Son spurns a legacy born in egotism and slain at Jonestown

San Francisco, USA - Nineteen-year-old Stephan Jones was sitting in a movie theater in the capital city of Guyana with his basketball teammates when someone sneaked into the theater with a message from his father.

It was an order to get revenge.

"That's as much as was said," Jones remembers more than a quarter-century later. "But we knew what it meant. Anyone who crossed my father without contrition was to die. We knew if that order came, it meant something horrible was happening in Jonestown."

Jonestown, a commune hacked out of the Guyanese jungle, was the home of the People's Temple, a religious cult ruled over by Jim Jones. His rebellious son Stephan was in Georgetown playing in a basketball tournament while his father led more than 900 cult members in a horrific mass murder-suicide on that November day in 1978.

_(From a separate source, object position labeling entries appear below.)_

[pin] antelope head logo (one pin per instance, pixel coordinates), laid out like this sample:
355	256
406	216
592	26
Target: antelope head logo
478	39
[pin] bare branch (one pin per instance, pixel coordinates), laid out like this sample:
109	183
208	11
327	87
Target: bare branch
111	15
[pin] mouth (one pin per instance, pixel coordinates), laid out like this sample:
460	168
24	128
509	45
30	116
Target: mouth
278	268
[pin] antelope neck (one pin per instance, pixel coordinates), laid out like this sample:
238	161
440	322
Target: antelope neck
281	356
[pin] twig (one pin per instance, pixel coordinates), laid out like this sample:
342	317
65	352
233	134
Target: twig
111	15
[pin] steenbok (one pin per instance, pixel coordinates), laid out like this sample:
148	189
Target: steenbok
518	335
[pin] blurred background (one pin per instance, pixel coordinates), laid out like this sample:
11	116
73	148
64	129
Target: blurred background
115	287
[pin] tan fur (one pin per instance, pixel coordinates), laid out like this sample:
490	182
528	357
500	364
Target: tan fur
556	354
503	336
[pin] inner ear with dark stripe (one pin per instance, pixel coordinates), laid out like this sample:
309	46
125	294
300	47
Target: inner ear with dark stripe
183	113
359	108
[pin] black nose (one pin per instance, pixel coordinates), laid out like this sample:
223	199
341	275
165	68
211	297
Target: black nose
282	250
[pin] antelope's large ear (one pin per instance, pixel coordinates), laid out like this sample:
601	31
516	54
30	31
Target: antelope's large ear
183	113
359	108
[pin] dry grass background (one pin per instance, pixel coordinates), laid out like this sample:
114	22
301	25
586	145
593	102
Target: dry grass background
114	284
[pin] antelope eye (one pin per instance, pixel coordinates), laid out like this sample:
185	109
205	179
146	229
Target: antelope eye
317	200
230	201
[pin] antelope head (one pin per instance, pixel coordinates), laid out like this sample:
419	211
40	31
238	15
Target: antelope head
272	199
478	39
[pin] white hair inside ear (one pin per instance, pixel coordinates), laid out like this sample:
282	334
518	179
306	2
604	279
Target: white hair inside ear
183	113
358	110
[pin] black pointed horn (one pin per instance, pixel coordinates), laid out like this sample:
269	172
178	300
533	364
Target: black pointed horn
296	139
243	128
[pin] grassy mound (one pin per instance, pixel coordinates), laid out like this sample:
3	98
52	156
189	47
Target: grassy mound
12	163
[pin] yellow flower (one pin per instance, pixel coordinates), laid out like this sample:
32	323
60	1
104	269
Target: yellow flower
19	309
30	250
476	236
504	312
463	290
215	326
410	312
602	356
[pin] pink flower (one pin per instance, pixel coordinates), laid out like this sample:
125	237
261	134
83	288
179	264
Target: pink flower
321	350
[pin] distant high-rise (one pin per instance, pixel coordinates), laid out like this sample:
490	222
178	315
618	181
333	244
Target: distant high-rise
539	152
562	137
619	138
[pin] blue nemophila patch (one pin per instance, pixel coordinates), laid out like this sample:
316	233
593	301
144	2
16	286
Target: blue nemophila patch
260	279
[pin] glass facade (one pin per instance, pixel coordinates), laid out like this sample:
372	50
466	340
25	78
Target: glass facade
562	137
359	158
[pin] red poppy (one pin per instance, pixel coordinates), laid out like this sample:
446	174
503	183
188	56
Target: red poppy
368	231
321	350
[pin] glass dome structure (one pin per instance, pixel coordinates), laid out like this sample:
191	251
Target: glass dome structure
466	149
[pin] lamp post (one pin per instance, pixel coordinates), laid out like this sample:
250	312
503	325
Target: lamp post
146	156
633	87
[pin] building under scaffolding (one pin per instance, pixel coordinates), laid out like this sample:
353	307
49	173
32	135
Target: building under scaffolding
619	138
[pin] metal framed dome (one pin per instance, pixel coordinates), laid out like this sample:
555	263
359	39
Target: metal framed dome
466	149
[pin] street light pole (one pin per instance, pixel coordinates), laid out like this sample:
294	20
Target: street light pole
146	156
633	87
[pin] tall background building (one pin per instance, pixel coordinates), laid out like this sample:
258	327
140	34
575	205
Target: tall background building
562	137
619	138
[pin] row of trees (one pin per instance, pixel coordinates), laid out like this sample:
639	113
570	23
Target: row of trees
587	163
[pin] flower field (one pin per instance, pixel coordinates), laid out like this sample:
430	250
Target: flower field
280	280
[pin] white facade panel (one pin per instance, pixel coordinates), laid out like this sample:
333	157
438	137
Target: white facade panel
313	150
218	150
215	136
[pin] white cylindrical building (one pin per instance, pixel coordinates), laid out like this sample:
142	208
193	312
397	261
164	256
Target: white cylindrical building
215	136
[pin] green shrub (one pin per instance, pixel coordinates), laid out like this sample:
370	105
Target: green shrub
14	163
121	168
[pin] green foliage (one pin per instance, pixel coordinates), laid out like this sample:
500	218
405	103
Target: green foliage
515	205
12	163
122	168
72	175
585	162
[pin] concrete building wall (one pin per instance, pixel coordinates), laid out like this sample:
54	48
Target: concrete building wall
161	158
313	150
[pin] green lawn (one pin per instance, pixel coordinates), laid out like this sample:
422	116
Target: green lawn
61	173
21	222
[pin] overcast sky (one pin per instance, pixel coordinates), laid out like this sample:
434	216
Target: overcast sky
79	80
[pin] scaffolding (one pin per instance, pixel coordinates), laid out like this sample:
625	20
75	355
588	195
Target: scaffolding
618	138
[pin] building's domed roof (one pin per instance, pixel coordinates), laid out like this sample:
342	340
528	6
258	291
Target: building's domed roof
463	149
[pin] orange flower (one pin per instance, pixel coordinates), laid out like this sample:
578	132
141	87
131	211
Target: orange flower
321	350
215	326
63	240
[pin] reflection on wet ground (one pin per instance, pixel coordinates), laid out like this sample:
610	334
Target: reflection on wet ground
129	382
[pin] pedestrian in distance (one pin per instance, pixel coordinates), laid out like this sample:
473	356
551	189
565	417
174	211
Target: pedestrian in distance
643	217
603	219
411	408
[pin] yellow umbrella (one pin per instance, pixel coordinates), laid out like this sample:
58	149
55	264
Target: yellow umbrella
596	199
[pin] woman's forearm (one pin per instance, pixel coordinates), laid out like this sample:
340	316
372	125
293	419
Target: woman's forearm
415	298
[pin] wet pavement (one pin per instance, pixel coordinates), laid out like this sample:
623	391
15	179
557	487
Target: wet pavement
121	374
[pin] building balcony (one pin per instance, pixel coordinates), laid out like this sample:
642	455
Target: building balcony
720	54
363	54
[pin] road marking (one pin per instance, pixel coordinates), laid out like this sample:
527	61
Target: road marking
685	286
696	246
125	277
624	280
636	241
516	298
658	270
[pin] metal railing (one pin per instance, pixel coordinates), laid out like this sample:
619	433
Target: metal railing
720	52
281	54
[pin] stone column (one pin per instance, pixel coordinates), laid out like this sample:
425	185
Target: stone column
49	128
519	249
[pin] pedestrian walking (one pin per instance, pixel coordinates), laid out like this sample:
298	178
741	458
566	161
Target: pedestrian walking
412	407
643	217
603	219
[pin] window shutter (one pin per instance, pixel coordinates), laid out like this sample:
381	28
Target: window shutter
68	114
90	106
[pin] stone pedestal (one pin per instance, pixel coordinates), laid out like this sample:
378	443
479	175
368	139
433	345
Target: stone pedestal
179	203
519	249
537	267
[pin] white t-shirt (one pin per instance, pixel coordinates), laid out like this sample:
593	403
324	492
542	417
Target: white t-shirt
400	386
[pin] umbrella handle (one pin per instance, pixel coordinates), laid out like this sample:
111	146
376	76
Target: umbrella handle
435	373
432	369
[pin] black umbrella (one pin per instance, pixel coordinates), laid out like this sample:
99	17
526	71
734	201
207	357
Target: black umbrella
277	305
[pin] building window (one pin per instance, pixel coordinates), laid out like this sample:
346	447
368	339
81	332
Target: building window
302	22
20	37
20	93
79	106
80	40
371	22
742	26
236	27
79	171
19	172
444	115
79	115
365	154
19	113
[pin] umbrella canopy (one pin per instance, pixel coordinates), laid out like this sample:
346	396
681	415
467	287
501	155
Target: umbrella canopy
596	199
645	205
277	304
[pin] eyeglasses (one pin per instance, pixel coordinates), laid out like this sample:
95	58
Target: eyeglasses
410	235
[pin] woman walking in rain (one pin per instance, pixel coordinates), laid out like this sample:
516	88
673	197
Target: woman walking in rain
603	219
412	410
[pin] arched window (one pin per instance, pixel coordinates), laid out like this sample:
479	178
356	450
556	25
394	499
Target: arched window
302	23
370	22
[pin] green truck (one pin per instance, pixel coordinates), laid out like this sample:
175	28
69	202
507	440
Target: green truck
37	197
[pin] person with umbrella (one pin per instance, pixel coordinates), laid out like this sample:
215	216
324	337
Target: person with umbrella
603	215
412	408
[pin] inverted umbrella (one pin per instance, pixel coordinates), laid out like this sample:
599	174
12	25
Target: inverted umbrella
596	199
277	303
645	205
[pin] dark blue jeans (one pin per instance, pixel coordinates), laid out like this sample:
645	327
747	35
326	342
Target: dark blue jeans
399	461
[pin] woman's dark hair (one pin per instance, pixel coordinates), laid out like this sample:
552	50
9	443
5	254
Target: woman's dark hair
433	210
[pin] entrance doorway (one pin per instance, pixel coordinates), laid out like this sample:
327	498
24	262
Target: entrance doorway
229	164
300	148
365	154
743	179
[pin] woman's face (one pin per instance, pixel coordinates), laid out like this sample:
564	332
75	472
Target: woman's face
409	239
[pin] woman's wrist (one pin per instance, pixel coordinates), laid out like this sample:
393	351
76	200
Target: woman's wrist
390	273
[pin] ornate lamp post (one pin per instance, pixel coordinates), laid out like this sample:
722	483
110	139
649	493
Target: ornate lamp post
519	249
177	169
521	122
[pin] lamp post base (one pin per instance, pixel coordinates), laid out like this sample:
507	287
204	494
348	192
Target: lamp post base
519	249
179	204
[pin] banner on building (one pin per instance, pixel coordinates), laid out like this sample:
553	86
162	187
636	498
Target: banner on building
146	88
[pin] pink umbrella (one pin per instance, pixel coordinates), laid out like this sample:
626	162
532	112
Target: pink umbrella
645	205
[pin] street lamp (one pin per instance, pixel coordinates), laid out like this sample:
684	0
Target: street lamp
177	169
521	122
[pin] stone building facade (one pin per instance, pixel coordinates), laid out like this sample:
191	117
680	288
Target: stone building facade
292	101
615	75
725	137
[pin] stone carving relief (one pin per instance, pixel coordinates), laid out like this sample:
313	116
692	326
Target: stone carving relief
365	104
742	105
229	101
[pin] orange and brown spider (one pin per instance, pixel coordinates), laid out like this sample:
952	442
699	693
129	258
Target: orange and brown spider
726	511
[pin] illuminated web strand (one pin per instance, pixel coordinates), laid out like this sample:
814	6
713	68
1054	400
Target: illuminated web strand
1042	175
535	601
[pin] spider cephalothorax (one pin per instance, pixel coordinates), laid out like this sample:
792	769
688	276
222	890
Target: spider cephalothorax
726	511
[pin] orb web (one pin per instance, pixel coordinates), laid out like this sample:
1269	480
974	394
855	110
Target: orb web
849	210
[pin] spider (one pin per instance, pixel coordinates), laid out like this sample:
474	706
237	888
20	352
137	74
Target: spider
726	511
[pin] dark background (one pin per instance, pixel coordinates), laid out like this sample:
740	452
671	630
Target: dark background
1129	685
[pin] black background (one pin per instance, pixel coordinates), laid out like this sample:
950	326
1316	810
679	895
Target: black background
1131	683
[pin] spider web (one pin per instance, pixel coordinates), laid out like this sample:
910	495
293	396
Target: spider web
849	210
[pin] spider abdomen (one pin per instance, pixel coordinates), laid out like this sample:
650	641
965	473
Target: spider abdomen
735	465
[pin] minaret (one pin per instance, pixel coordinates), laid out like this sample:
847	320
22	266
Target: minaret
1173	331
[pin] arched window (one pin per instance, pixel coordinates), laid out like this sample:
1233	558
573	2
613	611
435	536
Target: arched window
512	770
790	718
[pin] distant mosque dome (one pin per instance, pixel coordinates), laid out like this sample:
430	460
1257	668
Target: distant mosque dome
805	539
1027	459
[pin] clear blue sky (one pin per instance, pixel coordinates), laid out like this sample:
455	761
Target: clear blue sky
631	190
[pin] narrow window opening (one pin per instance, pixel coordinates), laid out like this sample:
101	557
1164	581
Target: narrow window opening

Stephan's story, and that of scores of other survivors and victims of the Jones-town tragedy, is told in "The People's Temple," opening this weekend at the Guthrie Theater.

The documentary-theater project was written by Leigh Fondakowski. She was part of the team that created "The Laramie Project," the acclaimed play about the brutal 1998 murder of Matthew Shepard during an anti-gay hate crime in Wyoming.

In both scripts, Fondakowski and a team of writers interviewed those closest to the tragedy. Both plays are composed almost entirely of the words and emotions and observations gleaned from those interviews.

Jones, who's now 46 and lives a quiet life in the San Francisco Bay area with his wife and four children, was among the first to be interviewed. And among the most eager.

"I was thrilled when people wanted to take these stories and put them on the stage without their own political slant," said Jones, who is thoughtful, soft-spoken and articulate in an interview.

"A big part of this whole thing was to bridge the gap between those that died and the people that were looking at it. Telling it with flesh-and-blood human beings on the stage finds a story that a large body of people can identify with."

There's a different tale and a different set of reasons for just about every person who died in Jonestown after drinking — or being injected with — cyanide-laced Kool-Aid. One play, Jones said, can't tell all those stories. But it helps explain what made his father's movement so seductive to so many different people.

"In the play, I'm somewhat of a sympathetic character," said Jones, who had begun drifting away from his father before the tragedy. "If people can see this guy was capable of some real evil, maybe they'll have some understanding of our experience and how people wound up there."

They weren't just brainwashed sheep, says Fielding McGehee, whose wife lost two sisters in Jonestown.

"They were a diversity of people who came to the temple for a range of reasons," he said. "Some wanted to help the needy; others were the needy wanting help.

McGehee now runs the Jonestown Institute, an online resource center for the survivors and families of the massacre.

As one of the people who helped connect Jones with the California theater team that assembled "The People's Temple," McGehee says the play dovetails with the Institute's mission "to keep the waters roiling."

"The questions the play raises resonate through the ages," McGehee said. "But there aren't too many answers. There's an old saying that says we have to live the questions to find the answers, and I think that's what the play is about."

Jones says he's still rebuilding his life after the events of 1978. He has a clear-eyed image of his parents — his charismatic but profoundly sick father, his strong-minded but co-dependent mother, who died at his side. And, like all sons, he sees in himself a reflection of his father.

"I carry all of that — the actor's mind, the sweet heart, the ton of rage and more than a share of narcissism," he said. "Fortunately, I had people in my life who wouldn't put up with that; I had a mother who taught me never to do what my father did with it, and I had enough of a personal crash to come out differently."

"He was really kind of a silly man," Jones continued. "And we enabled him. If anybody had really challenged him, it might have saved his life, and many others."